Higher education institutions are combining advanced technology and education strategies to improve student achievement. This combination has led to incredible growth in the expansion of personalized learning paths that help students thrive and interactive experiences that further immerse students in the professions they’re pursuing. These strategies are preparing students to work in fast-paced, technologically-driven environments.
Arguably the greatest impact of education technology on student achievement occurs when organizations become more inclusive to meet diverse student needs. Universities are implementing four key strategies focused on technology to cater to students who may have found higher education out of reach previously.
Assistive Technology Makes Higher Education Accessible to Students with Disabilities
Students with disabilities are greatly benefiting from new assistive technology.
- Students with mobility impairments: Sip and puff systems, for example, allow students to control cursors on screens with their mouths, enabling them to tap into course recordings, transcripts and ebooks. Other tools allow similar engagement with head movements.
- Students have speech impairments: There are tools that make it easier for them to communicate with classmates through real time translation, which allows them to participate in class discussions and collaborate effectively on group assignments.
- Visually impaired and blind students: Universities can offer speaking screen readers and speaking calculators, as well as electronic braille for anything from text to graphics.
- Hard of hearing and deaf students: Captioning and transcription solutions enable these students to consume lectures in text form. Verbit provides one of these services via an artificial intelligence based software that enables almost 100% accuracy in real time captioning and quickly-turned transcription. The software is embedded with contextual information, such as professional terminology, thought leader names and book titles, and the software gets smarter with time. Two human professionals also review the transcripts before they’re submitted to guarantee 99% content accuracy.
Technology Improves Able-Bodied Student Achievement Too
New teaching technologies are paving the way for innovative strategies to improve student achievement across different learning styles, preferences, and strengths – not just for those with varying abilities or learning disabilities.
Captions support hard of hearing and deaf students, but they also support students who’d like to review their class materials during commutes or while in the library. Transcripts also support students who can’t write or type fast enough to keep up with a professor’s lecture pace. Both support visual learners.
Other methods, including 3D doodlers, also support visual learners who are then able to see art, or architecture, come to life beyond the theory. 3D printers support mobility-disabled students who might not be able to access factory tours, just as much as they support students who learn best by doing something with their hands.
Overall, students must feel comfortable stepping into a workforce that is surrounded by technology. Implementing these technologies in the classroom is one way to support their workplace comfort levels upon graduation.
Easy Strategies to Improve Student Learning: Integrate Personalized Knowledge Expansion into Everyday Life
Providing students with access to MOOCs (Massive Open Online Courses), where they can take extra classes without the pressure of exams may help students personalize their learning paths. MOOCs allow students to dig deeper into topics they’re interested in or find challenging.
If these courses are online and students don’t need to buy physical extra books to increase their knowledge base, they can easily integrate more learning into their lives. They can also catch up on their studies during commutes, breaks from work, or while they get ready in the morning.
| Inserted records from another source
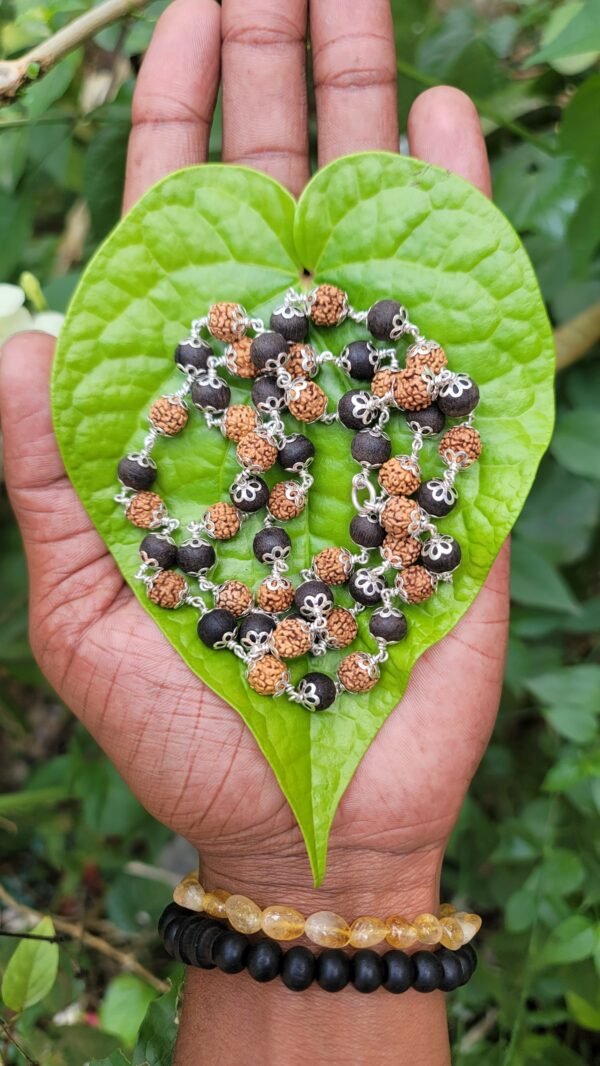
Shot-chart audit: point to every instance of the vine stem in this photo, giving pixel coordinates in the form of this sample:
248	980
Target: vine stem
16	74
77	932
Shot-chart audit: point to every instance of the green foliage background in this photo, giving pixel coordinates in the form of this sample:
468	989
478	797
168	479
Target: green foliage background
525	853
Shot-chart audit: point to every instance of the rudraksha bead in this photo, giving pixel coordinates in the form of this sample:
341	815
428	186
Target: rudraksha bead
167	590
291	639
168	415
333	565
256	452
329	306
146	511
268	676
222	521
341	628
239	420
400	475
233	596
358	673
227	321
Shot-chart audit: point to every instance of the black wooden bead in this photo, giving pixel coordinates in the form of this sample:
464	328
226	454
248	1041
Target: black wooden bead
296	452
436	497
193	356
452	970
355	409
298	968
269	351
264	960
194	558
255	628
371	447
367	970
384	320
134	473
249	494
458	396
367	532
366	587
271	544
268	396
211	393
431	420
230	951
427	971
292	324
440	554
388	625
159	549
318	690
399	971
360	359
214	626
333	970
312	598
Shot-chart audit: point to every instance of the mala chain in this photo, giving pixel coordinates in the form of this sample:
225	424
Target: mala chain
394	519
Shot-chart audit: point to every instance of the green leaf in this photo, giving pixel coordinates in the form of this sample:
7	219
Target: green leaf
574	443
374	224
32	969
124	1006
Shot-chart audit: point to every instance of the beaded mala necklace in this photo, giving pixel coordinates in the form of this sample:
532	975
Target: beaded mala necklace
396	520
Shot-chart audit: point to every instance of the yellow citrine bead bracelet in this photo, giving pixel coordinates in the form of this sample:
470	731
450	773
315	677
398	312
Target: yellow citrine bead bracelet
450	927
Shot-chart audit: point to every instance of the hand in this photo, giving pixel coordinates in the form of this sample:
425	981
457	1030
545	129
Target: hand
183	752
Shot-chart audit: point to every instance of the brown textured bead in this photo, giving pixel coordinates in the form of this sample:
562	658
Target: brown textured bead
146	511
329	306
268	676
357	672
223	521
256	452
399	475
401	550
234	596
399	515
227	321
239	420
291	639
302	361
411	390
384	382
306	401
239	360
461	445
275	595
286	500
415	584
167	590
426	354
341	628
333	565
168	415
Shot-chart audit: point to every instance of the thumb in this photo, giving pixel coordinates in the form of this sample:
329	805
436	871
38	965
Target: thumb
66	558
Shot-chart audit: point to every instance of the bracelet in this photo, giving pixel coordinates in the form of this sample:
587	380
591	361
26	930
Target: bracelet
207	943
452	929
395	522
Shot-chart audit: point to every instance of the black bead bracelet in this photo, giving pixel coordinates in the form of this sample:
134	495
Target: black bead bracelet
208	943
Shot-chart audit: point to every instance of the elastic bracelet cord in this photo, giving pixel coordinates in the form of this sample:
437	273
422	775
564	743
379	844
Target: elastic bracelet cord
208	943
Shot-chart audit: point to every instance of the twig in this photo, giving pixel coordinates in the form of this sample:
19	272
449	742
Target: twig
77	932
15	74
574	338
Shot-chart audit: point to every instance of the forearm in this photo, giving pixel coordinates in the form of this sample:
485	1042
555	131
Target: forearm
229	1020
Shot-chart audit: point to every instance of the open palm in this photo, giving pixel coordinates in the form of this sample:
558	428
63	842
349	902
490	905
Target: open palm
184	752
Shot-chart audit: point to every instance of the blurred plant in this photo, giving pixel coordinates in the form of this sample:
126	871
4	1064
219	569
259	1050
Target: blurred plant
526	851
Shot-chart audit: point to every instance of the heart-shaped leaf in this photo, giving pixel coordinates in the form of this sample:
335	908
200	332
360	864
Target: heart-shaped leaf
377	225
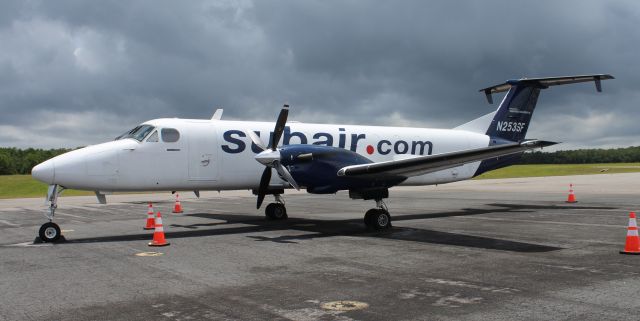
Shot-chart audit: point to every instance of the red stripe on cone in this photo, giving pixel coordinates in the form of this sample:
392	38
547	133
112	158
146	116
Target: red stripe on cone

Providing a library of ebooks, audiobooks and curated online sources, such as blogs, podcasts, and YouTube channels, can have an overwhelmingly positive effect.
This added technology can work in combination with physical textbooks that allow students to disconnect from their devices and immerse themselves fully. The idea is to give students all the possibilities – online and offline – to succeed. When institutions make it easier for students to choose a learning path that works specifically for them, they’ll see greater success.
Increase Student Engagement by Diversifying Technology and Teaching Methods
Another secret sauce to improve student learning is to diversify teaching methods. Interactive education is a great way to do that. Universities can provide coding software products that give feedback in real-time and scanners for lab equipment that lead to tutorials and safety guidelines. Professors can implement virtual reality tours of natural disasters or augmented books that bring visuals of historical locations and biological organs to life.
Improving academic performance with interactive education can still be cost-effective too. For example, it’s possible to conduct video conferences to observe real-time operations and court cases. Professors can arrange for follow up with Q&A sessions with surgeons and lawyers whose career paths their students are following.
Keeping students continuously surprised and engaged with new teaching technology is likely to increase performance and enthusiasm across campus.
Making a Difference With Improved Student Performance
Running a campus means serving a wide variety of needs, abilities, health situations and preferences. New technologies are not just serving those with varying abilities, but the student body as a whole.
As more campuses integrate innovative tools in the experiences they create, students are able to immerse themselves and customize their education like never before. The result is that those with disabilities are able to get the full education experience and launch new career paths, while student achievement as a whole will continue to grow each year.